South Darfur Wali: ‘Arms collection helped return 65,000 displaced families’

The Wali of South Darfur, Adam El Faki, claims that the campaign of arms collection in the state helped bring more than 65,000 families back to their villages.

Arms and ammunition collected in Darfur (File photo: Unamid)

The Wali of South Darfur, Adam El Faki, claims that the campaign of arms collection in the state helped bring more than 65,000 families back to their villages.

At a meeting in Khartoum with the Second Vice-President of the Republic, Hasabo Abdelrahman on Tuesday, El Faki said that work is underway to resettle the returnees in their villages and provide them with the necessary services.

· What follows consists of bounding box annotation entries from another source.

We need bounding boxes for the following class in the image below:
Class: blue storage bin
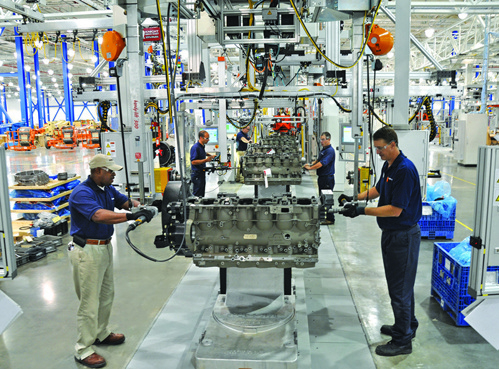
[431,242,499,326]
[418,201,456,240]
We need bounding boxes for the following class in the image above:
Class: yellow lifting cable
[156,0,175,124]
[289,0,382,69]
[78,39,91,63]
[61,40,76,64]
[225,99,258,129]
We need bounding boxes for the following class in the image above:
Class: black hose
[424,96,437,142]
[125,223,182,263]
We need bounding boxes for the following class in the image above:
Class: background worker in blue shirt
[303,132,336,224]
[338,127,422,356]
[191,131,214,197]
[236,126,251,182]
[69,154,154,368]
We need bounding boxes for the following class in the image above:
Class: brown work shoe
[75,352,106,368]
[94,333,125,346]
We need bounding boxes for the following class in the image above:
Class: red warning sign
[143,27,161,41]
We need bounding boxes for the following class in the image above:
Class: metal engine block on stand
[158,193,326,369]
[241,135,302,186]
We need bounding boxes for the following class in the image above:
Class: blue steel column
[33,49,45,128]
[14,27,29,126]
[94,40,102,91]
[144,52,152,90]
[26,72,35,128]
[40,90,47,124]
[0,86,3,123]
[46,95,50,122]
[61,35,75,125]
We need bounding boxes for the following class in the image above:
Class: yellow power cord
[289,0,382,69]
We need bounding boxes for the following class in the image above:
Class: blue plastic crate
[418,201,456,240]
[431,242,499,326]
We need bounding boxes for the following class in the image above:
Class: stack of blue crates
[431,242,499,326]
[418,201,456,240]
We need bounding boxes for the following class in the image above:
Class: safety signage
[104,141,116,158]
[143,27,161,41]
[494,168,499,206]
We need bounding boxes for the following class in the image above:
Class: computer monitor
[340,123,355,145]
[204,127,218,145]
[227,123,239,135]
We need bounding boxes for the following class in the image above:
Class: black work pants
[317,175,334,195]
[381,224,421,345]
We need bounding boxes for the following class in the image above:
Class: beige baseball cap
[90,154,123,172]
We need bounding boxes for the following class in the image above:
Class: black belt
[381,223,419,232]
[86,237,111,245]
[73,235,111,247]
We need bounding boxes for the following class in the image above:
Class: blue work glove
[126,209,154,223]
[338,193,353,206]
[340,204,366,218]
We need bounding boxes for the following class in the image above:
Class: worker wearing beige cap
[69,154,154,368]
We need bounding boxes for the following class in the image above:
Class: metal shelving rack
[0,146,17,279]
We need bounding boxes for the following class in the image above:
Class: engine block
[162,194,321,268]
[241,135,302,185]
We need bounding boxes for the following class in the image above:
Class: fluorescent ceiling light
[424,28,435,38]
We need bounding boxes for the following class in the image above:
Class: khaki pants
[236,151,246,182]
[69,243,114,360]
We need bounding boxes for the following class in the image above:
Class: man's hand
[126,209,154,223]
[338,193,353,206]
[340,204,366,218]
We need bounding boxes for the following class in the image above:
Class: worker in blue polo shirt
[69,154,154,368]
[303,132,336,224]
[191,131,214,197]
[338,127,422,356]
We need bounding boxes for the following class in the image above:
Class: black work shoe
[376,341,412,356]
[379,324,416,339]
[75,352,106,368]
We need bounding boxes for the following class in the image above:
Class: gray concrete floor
[0,147,499,369]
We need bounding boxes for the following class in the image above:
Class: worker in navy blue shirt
[191,131,213,197]
[69,154,154,368]
[303,132,336,224]
[338,127,422,356]
[236,126,251,182]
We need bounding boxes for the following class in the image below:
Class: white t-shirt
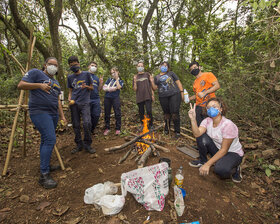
[200,116,244,156]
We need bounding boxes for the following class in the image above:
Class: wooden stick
[54,145,65,170]
[119,146,134,164]
[138,147,152,168]
[104,124,163,152]
[171,128,196,142]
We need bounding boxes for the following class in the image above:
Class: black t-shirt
[155,71,180,97]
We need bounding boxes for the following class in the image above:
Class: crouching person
[188,98,244,183]
[18,57,67,189]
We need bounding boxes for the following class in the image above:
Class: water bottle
[184,89,190,103]
[175,166,184,188]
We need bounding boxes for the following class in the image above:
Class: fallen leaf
[52,205,69,216]
[19,195,29,203]
[36,201,51,211]
[66,217,83,224]
[0,208,11,212]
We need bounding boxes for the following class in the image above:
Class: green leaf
[265,168,271,177]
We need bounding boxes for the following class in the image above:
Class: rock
[19,195,29,203]
[273,159,280,166]
[262,149,278,158]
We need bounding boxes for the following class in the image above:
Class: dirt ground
[0,107,280,224]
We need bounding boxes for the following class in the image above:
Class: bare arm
[18,80,51,94]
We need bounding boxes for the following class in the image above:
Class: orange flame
[136,116,154,155]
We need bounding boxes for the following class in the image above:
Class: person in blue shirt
[103,67,123,135]
[88,61,103,134]
[18,57,67,189]
[67,56,96,154]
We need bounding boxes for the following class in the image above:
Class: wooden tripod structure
[2,30,65,176]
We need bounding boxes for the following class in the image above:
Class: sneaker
[104,129,110,135]
[189,160,204,167]
[231,166,242,183]
[39,173,57,189]
[71,146,82,154]
[85,147,96,154]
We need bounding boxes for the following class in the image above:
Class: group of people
[18,56,244,188]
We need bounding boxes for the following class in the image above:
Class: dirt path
[0,121,279,224]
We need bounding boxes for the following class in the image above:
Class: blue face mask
[160,66,168,73]
[207,107,220,117]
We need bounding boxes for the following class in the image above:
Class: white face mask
[89,66,97,73]
[137,66,144,72]
[47,65,57,75]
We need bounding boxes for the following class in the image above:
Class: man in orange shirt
[189,61,220,126]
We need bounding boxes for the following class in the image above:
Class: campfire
[104,121,170,168]
[136,116,155,155]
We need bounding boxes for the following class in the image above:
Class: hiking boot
[189,160,204,167]
[104,129,110,135]
[85,146,96,154]
[71,146,83,154]
[231,166,242,183]
[39,173,57,189]
[50,165,61,172]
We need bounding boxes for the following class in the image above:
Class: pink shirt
[200,116,244,156]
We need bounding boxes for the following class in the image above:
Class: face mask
[89,66,97,73]
[207,107,220,117]
[70,65,80,73]
[137,67,144,72]
[47,65,57,75]
[191,68,200,76]
[160,66,168,73]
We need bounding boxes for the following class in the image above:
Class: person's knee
[214,164,231,179]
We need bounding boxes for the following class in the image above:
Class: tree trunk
[9,0,50,58]
[142,0,159,65]
[44,0,66,90]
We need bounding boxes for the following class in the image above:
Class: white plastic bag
[174,185,185,216]
[99,195,125,215]
[121,162,169,211]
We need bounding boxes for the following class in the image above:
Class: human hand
[188,103,196,120]
[199,163,210,176]
[197,91,206,98]
[40,82,52,94]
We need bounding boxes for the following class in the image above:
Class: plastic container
[175,166,184,188]
[184,89,190,103]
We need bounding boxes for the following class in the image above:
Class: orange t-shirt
[193,72,217,107]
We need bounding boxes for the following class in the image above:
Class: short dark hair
[159,61,170,70]
[88,61,97,66]
[68,56,80,65]
[205,97,227,116]
[189,61,199,68]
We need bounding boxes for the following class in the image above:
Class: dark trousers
[195,106,207,127]
[104,97,122,130]
[70,103,92,148]
[159,93,182,133]
[196,133,242,179]
[90,99,101,132]
[137,100,153,127]
[30,113,58,174]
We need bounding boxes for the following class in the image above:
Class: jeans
[159,93,182,133]
[70,103,92,148]
[30,113,58,174]
[90,99,101,132]
[195,106,207,127]
[137,100,153,127]
[104,97,122,130]
[196,133,243,179]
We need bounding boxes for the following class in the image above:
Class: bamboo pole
[54,145,65,170]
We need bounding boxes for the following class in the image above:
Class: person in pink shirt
[188,98,244,183]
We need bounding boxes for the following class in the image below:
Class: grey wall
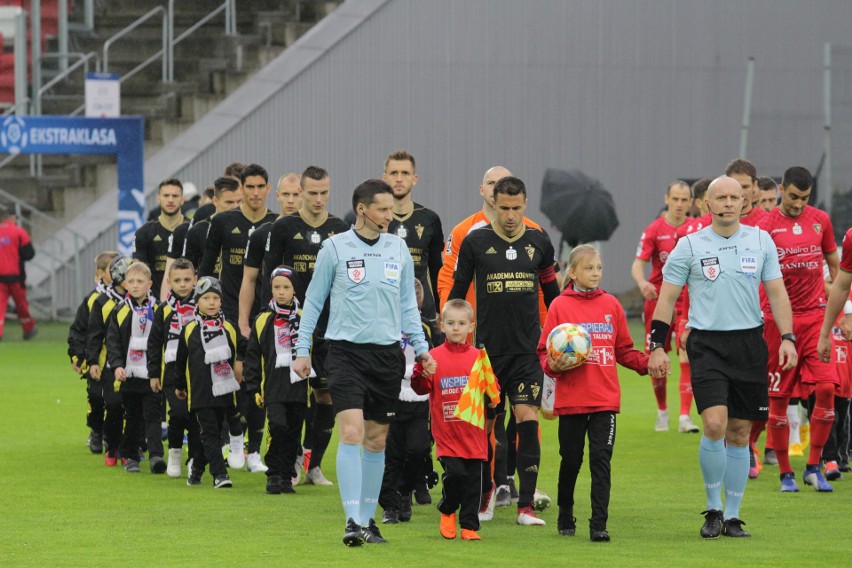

El Faki pointed to the beginning of the second phase by planning more than 20,000 pieces of land to accommodate the displaced who are unwilling to return to their villages, to be followed by the third phase of planning the camps and then ending the effects of the war in South Darfur.

Arms collection

Nearly one year ago, Khartoum announced a large disarmament campaign in the country, to begin with in Darfur and Kordofan.

Members of the Rapid Support Forces (RSF), Sudan’s main government militia, and the army were tasked to collect illegal arms and unlicensed vehicles from civilians. In North Darfur alone, more than 12,500 RSF troops were deployed for this purpose.

Now, the vice-president has threatened those who do not collaborate in the process of collection illegal weapons of serious consequences they will face. “There are punishments awaiting some of them to the extent of life imprisonment and execution.”

Return

In April Governor El Faki declared that Kalma camp would be dismantled by force and evacuated within a couple of weeks, as part of President Omar Al Bashir’s voluntary repatriation plan that would result in an end to the presence of camps in the state.

Kalma is with more than 100,000 displaced one of the largest camps for the displaced in the region. According to El Faki, there are 14 camps in South Darfur that hold 528,000 people.

He went as far as threatening that the state had prepared cells in a prison in Red Sea State, where they could receive detainees who stand against voluntary return, from South Darfur.

Insecurity

Voluntary return is one of the options which the Sudanese government gives to the people in Darfur who have been displaced by the armed conflict that erupted in 2003. Khartoum plans to transform the camps into residential areas, or integrate them into existing towns.

The people in the camps point to the insecurity that is still plaguing villagers in most parts of Darfur, despite the large yet partly successful disarmament campaign ordered by the Sudanese presidency last year. They say that it is often caused by roaming militiamen and the abundance of weapons –that have not been found and collected during the government’s disarmament campaign last year– as well as the danger of running into armed new settlers in the home areas.

Sheikh Abdelrazig Yousef, spokesman for the Darfur Displaced General Coordination told Radio Dabanga in March this year that the displaced consider the current voluntary return projects initiated by the government as “intimidation.

“They want the people living in the camps to forcibly return to their villages so as to obliterate the marks of displacement,” he said.